La crise n'est pas finie

    Le Président-candidat ou candidat-Président a annoncé, lors de son intervention sur 6 chaînes de télévision dimanche soir, que la crise était finie. Cette affirmation est aussi vraie que celle de la disparition de l’industrie au Royaume-Uni. En revanche, on peut observer une accalmie relative qui résulte du comportement de la BCE (500 milliards d’euros aux banques fin décembre et ce n’est pas fini), une grenouille maintenant aussi grosse qu’un bœuf, avec un bilan qui dépasse celui de la FED à force d’acheter les emprunts de certains Etats pour faire baisser leur taux, et certains actifs « à risque » des banques, ceci avec un effet de levier de 30 ! Sans compter le « guichet ouvert » de la BCE vers les banques ! « Folie financière », a dit le Président, mais laquelle ? Celle d’une création monétaire illimitée censée nous éviter la phase de dépression économique mais qui nous conduira tout droit à l’hyperinflation ! Oui, la solution recherchée est une inflation « maîtrisée » pour « éponger » les dettes car elles ne peuvent pas être remboursées ! Cette solution avance maintenant à visage découvert. Voir l’article du Monde du 30 janvier : http://www.lemonde.fr/economie/article/2012/01/30/paul-krugman-l-inflation-n-est-pas-le-probleme-c-est-la-solution_1636446_3234.html#ens_id=1170028. Tout y contribue : les taux d’intérêt de la FED annoncés à quasi 0% au moins jusque fin 2014, ainsi que les taux de la BCE qui tendent également vers 0%, car la croissance sera environ de -1% en 2012 et négative également en 2013. Le pacte budgétaire (avec la règle d’or), approuvés par 25 Etats européens, entraînent le blocage des salaires et des retraites à leur niveau actuel.
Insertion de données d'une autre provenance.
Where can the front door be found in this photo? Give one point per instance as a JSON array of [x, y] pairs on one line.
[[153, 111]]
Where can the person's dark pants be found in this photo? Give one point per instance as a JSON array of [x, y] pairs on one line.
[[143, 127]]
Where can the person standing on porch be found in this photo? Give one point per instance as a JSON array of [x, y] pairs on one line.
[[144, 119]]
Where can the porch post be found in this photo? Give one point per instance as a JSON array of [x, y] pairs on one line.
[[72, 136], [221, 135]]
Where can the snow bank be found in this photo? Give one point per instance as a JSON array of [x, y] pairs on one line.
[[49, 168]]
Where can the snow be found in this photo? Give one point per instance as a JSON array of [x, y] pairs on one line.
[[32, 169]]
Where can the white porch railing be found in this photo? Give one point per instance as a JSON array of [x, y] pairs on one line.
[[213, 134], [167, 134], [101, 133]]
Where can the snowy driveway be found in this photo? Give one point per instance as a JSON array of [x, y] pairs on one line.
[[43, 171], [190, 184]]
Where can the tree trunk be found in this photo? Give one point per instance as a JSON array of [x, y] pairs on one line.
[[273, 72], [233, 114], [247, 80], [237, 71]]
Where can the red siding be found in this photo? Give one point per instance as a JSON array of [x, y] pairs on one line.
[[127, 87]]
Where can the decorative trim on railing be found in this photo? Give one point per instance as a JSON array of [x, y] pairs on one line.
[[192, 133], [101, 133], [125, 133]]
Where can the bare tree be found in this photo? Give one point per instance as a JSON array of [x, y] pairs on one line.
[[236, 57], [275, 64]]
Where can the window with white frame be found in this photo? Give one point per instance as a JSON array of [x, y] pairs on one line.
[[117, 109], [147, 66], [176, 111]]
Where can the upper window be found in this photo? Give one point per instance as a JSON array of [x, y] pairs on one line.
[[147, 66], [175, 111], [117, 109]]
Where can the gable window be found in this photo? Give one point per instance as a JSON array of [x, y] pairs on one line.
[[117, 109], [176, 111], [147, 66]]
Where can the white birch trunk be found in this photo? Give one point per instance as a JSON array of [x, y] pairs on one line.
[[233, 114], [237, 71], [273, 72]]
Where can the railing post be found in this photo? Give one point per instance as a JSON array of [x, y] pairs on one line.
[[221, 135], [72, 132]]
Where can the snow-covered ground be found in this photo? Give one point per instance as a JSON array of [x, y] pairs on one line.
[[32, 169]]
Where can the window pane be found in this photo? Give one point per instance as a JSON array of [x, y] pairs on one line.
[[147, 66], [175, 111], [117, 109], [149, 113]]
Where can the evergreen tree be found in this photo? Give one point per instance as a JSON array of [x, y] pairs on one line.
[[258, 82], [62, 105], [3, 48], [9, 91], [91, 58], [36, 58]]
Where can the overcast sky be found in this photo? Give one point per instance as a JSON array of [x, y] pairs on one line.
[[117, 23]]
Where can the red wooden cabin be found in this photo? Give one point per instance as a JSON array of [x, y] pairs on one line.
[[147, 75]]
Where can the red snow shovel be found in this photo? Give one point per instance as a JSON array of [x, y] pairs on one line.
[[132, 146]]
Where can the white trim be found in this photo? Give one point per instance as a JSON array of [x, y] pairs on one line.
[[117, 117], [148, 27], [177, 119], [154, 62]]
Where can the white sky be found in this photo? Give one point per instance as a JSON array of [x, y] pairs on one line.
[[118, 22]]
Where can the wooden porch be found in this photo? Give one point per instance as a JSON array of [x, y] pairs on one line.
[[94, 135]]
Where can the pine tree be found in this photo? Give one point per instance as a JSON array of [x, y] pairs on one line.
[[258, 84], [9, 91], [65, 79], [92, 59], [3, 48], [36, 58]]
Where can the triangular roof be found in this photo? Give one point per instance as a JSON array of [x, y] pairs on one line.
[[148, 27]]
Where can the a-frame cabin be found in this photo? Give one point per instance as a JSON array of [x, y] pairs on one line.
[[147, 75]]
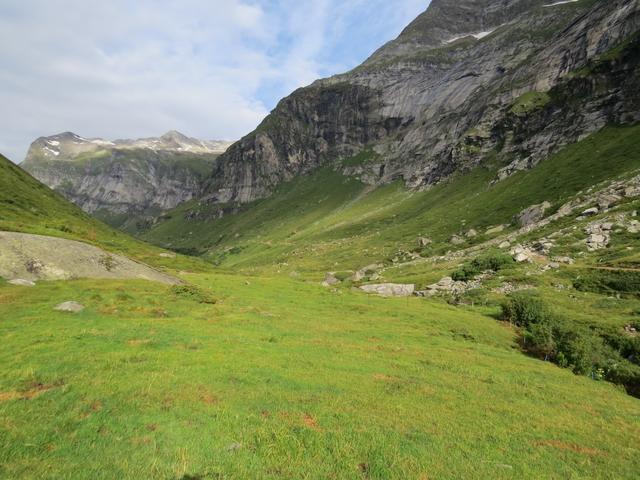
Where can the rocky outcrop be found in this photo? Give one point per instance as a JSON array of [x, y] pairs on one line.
[[126, 183], [28, 258], [390, 289], [522, 78]]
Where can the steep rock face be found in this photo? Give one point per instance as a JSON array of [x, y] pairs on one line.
[[464, 79], [127, 183]]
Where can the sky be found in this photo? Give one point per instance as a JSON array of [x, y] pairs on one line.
[[211, 69]]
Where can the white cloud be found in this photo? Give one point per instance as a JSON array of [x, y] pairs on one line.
[[209, 68]]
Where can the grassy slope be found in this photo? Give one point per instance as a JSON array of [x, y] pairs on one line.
[[327, 222], [286, 380], [28, 206]]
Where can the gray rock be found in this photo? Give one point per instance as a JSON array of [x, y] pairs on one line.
[[423, 241], [423, 102], [330, 280], [70, 307], [390, 289], [533, 214], [494, 230], [22, 283], [52, 258], [565, 260], [456, 240], [589, 212]]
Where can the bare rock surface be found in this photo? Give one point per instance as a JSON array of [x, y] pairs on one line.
[[69, 307], [390, 289], [36, 257]]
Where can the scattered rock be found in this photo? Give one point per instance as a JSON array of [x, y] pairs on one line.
[[424, 241], [521, 254], [533, 214], [390, 289], [330, 280], [590, 212], [456, 240], [494, 230], [358, 276], [22, 283], [599, 235], [71, 307], [507, 288], [606, 200], [565, 260]]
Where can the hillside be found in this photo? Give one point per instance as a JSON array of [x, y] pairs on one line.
[[428, 267], [452, 88], [125, 183], [28, 206]]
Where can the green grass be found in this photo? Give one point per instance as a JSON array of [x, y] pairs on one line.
[[328, 222], [284, 379]]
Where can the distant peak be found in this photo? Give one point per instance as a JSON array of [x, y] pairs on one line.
[[174, 135]]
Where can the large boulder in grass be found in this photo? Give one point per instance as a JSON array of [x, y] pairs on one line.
[[69, 307], [390, 289], [533, 214]]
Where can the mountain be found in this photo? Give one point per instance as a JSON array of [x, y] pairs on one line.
[[126, 183], [486, 157], [465, 78]]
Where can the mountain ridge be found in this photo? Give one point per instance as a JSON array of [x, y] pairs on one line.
[[126, 183], [439, 110]]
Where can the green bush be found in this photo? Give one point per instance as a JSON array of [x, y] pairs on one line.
[[493, 262], [193, 293], [608, 281], [525, 309], [539, 339]]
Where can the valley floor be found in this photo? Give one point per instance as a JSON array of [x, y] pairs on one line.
[[281, 378]]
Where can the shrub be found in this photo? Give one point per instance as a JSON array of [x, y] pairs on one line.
[[525, 309], [193, 293], [608, 282], [493, 261], [539, 339]]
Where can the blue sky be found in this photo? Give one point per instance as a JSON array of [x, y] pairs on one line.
[[209, 68]]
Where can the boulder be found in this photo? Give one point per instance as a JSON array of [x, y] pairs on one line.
[[533, 214], [330, 280], [357, 276], [565, 260], [70, 307], [390, 289], [424, 241], [456, 240], [590, 212], [494, 230], [22, 283]]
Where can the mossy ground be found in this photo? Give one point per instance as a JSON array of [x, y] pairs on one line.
[[283, 379]]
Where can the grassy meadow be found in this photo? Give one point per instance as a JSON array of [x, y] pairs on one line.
[[283, 379]]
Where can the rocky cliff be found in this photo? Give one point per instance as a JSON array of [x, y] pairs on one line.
[[126, 183], [512, 80]]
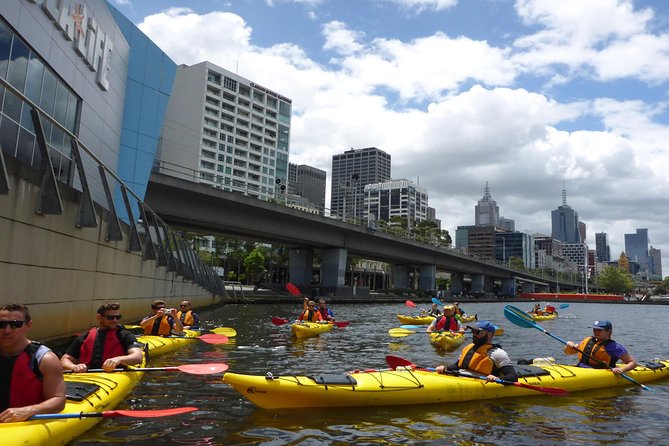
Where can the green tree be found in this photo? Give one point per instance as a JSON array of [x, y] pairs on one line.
[[615, 280]]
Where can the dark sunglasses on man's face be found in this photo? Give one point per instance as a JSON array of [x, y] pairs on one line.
[[13, 324]]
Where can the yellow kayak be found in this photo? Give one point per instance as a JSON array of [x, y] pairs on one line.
[[86, 392], [544, 317], [405, 386], [446, 340], [303, 330], [415, 320], [160, 345]]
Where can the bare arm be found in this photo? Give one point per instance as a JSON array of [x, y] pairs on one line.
[[53, 392]]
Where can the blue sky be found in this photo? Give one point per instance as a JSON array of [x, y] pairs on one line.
[[524, 94]]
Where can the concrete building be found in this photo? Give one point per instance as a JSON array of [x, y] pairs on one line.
[[396, 198], [564, 222], [351, 172], [226, 131], [602, 247], [309, 183]]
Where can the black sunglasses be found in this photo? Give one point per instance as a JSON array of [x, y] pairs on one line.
[[13, 324]]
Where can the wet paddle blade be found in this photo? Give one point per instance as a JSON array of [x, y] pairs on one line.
[[203, 369], [279, 321], [292, 289], [227, 331], [213, 338]]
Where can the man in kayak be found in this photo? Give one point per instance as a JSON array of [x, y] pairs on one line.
[[449, 321], [326, 313], [31, 378], [309, 312], [188, 318], [434, 311], [599, 351], [483, 357], [163, 321], [106, 346]]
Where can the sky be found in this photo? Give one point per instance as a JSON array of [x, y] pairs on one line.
[[529, 96]]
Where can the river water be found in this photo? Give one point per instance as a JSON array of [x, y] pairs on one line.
[[618, 416]]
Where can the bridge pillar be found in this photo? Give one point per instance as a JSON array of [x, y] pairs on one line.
[[427, 276], [400, 276], [333, 267], [478, 283], [457, 283], [509, 287], [527, 287], [300, 265]]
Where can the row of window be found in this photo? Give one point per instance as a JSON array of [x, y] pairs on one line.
[[26, 71]]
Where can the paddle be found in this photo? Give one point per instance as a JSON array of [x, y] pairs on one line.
[[396, 361], [522, 319], [295, 291], [193, 369], [117, 413]]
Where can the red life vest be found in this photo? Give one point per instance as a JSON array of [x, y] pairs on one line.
[[25, 388], [92, 357], [447, 323]]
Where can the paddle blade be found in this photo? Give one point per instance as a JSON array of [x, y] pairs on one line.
[[400, 332], [147, 413], [279, 321], [214, 339], [519, 317], [292, 289], [227, 331], [395, 361], [549, 390], [203, 369]]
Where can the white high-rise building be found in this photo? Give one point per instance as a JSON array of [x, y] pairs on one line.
[[224, 130]]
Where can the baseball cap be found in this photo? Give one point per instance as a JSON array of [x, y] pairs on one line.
[[602, 324], [484, 325]]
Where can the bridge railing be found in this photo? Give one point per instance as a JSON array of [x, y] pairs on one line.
[[148, 233]]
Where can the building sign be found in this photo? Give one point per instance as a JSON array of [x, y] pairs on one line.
[[90, 41]]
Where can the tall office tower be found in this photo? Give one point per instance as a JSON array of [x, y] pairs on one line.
[[486, 212], [636, 247], [396, 198], [602, 247], [351, 172], [564, 222], [308, 182], [226, 131], [656, 255]]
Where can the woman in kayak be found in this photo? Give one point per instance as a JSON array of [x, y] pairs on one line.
[[599, 351], [484, 357], [448, 322]]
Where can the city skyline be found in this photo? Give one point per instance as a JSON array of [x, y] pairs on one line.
[[523, 94]]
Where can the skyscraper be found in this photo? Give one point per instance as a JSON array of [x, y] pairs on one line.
[[564, 222], [308, 182], [602, 247], [227, 131], [351, 172], [486, 212], [636, 248]]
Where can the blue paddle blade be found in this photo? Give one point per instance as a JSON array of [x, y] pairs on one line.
[[519, 317]]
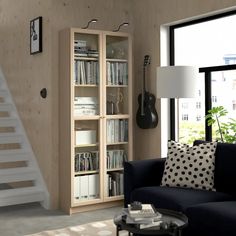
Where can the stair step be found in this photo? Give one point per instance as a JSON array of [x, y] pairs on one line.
[[8, 122], [13, 155], [10, 138], [6, 107], [17, 174], [3, 93], [21, 195]]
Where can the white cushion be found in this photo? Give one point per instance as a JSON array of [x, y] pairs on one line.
[[190, 167]]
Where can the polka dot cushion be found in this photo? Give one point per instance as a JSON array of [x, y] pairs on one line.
[[190, 167]]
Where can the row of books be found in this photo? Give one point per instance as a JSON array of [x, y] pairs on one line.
[[115, 184], [86, 72], [116, 158], [117, 130], [86, 187], [86, 161], [117, 73]]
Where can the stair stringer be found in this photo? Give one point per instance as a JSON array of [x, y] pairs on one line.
[[39, 183]]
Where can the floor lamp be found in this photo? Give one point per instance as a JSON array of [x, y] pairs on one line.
[[176, 82]]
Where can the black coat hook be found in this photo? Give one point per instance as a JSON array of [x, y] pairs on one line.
[[43, 92]]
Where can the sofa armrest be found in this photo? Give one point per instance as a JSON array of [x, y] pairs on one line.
[[142, 173]]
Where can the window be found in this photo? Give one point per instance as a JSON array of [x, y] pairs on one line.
[[208, 43], [234, 105], [198, 118], [214, 98], [198, 105], [185, 105], [185, 117]]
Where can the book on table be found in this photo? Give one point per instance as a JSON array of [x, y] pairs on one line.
[[147, 217], [147, 210]]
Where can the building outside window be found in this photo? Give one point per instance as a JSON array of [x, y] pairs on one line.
[[212, 42]]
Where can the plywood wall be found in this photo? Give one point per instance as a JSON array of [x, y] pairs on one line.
[[27, 75]]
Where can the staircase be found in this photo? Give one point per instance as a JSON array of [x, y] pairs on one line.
[[20, 176]]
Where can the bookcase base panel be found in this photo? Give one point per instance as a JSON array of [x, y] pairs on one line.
[[93, 207]]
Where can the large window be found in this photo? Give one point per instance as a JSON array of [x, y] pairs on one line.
[[208, 43]]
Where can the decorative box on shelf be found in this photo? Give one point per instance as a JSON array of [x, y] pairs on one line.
[[85, 137], [85, 106]]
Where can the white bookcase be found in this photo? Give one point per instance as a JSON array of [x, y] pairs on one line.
[[95, 117]]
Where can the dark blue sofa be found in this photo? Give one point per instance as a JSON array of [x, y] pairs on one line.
[[210, 213]]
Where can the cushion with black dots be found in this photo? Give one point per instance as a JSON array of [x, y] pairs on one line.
[[190, 167]]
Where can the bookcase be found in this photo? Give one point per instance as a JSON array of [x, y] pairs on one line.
[[95, 117]]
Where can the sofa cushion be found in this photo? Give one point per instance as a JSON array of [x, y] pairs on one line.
[[191, 167], [225, 163], [213, 219], [175, 198]]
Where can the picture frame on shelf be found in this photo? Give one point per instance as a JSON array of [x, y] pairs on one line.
[[36, 35]]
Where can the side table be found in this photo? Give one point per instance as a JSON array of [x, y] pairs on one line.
[[172, 224]]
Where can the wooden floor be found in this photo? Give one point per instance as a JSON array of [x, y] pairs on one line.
[[32, 218]]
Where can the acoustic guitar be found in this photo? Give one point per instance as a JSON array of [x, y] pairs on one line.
[[146, 116]]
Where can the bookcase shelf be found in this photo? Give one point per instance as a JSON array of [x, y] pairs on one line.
[[116, 60], [95, 117], [86, 58], [86, 172]]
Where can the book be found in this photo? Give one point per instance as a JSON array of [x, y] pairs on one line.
[[149, 225], [147, 211]]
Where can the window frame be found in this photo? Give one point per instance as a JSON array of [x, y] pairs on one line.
[[206, 70]]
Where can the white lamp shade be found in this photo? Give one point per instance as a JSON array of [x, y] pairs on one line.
[[176, 82]]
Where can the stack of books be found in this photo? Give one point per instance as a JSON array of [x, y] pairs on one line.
[[144, 218]]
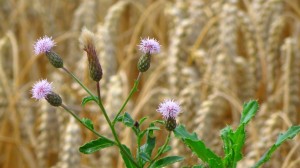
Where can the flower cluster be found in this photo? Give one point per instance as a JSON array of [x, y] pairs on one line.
[[43, 45], [149, 46], [41, 89], [169, 108]]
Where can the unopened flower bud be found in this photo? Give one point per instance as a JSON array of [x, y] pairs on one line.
[[148, 47], [170, 110], [54, 99], [144, 62], [88, 42], [55, 59], [171, 124]]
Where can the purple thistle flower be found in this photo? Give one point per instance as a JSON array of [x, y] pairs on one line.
[[41, 89], [43, 45], [169, 109], [149, 46]]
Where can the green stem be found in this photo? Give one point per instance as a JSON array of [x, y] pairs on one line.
[[133, 90], [78, 119], [112, 128], [162, 149]]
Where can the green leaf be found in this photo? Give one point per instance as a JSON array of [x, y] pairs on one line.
[[145, 157], [198, 147], [95, 145], [153, 128], [249, 110], [158, 121], [88, 99], [87, 122], [127, 162], [167, 149], [289, 134], [166, 161]]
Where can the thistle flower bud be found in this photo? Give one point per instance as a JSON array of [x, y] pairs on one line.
[[55, 59], [148, 47], [144, 62], [87, 40], [54, 99], [171, 124], [43, 89], [170, 110], [44, 46]]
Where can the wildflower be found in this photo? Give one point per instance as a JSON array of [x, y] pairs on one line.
[[43, 89], [147, 46], [87, 40], [44, 46], [170, 110]]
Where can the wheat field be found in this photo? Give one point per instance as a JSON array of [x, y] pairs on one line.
[[216, 54]]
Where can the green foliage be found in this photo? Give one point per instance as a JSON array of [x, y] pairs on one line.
[[198, 147], [127, 162], [88, 123], [166, 161], [95, 145]]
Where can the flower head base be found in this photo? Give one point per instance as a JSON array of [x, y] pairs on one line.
[[149, 46], [169, 109], [41, 89], [43, 45]]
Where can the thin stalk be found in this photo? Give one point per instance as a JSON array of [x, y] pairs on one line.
[[112, 128], [78, 119], [162, 149], [133, 90]]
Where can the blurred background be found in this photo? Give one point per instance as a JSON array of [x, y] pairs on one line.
[[216, 54]]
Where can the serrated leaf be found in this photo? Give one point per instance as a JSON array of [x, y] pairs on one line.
[[95, 145], [88, 99], [198, 147], [127, 162], [167, 149], [145, 157], [249, 110], [88, 123], [166, 161], [158, 121], [289, 134]]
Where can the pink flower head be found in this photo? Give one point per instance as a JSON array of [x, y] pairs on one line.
[[169, 108], [149, 46], [41, 89], [43, 45]]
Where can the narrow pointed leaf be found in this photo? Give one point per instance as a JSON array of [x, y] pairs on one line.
[[249, 110], [88, 122], [95, 145], [166, 161], [127, 162]]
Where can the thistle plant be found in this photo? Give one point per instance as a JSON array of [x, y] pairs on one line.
[[144, 155]]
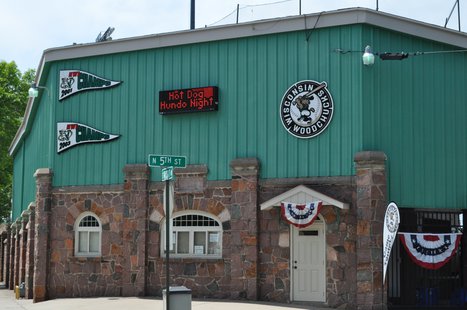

Seuls les minima sociaux et le SMIC seront relevés pour apaiser les contestations. En l’état actuel du système, dans cette configuration, les classes moyennes vont être laminées par une baisse de niveau de vie de 20%, pour le privé, de l’ordre de 25% pour les fonctionnaires et les retraités, sur une période de 5 ans.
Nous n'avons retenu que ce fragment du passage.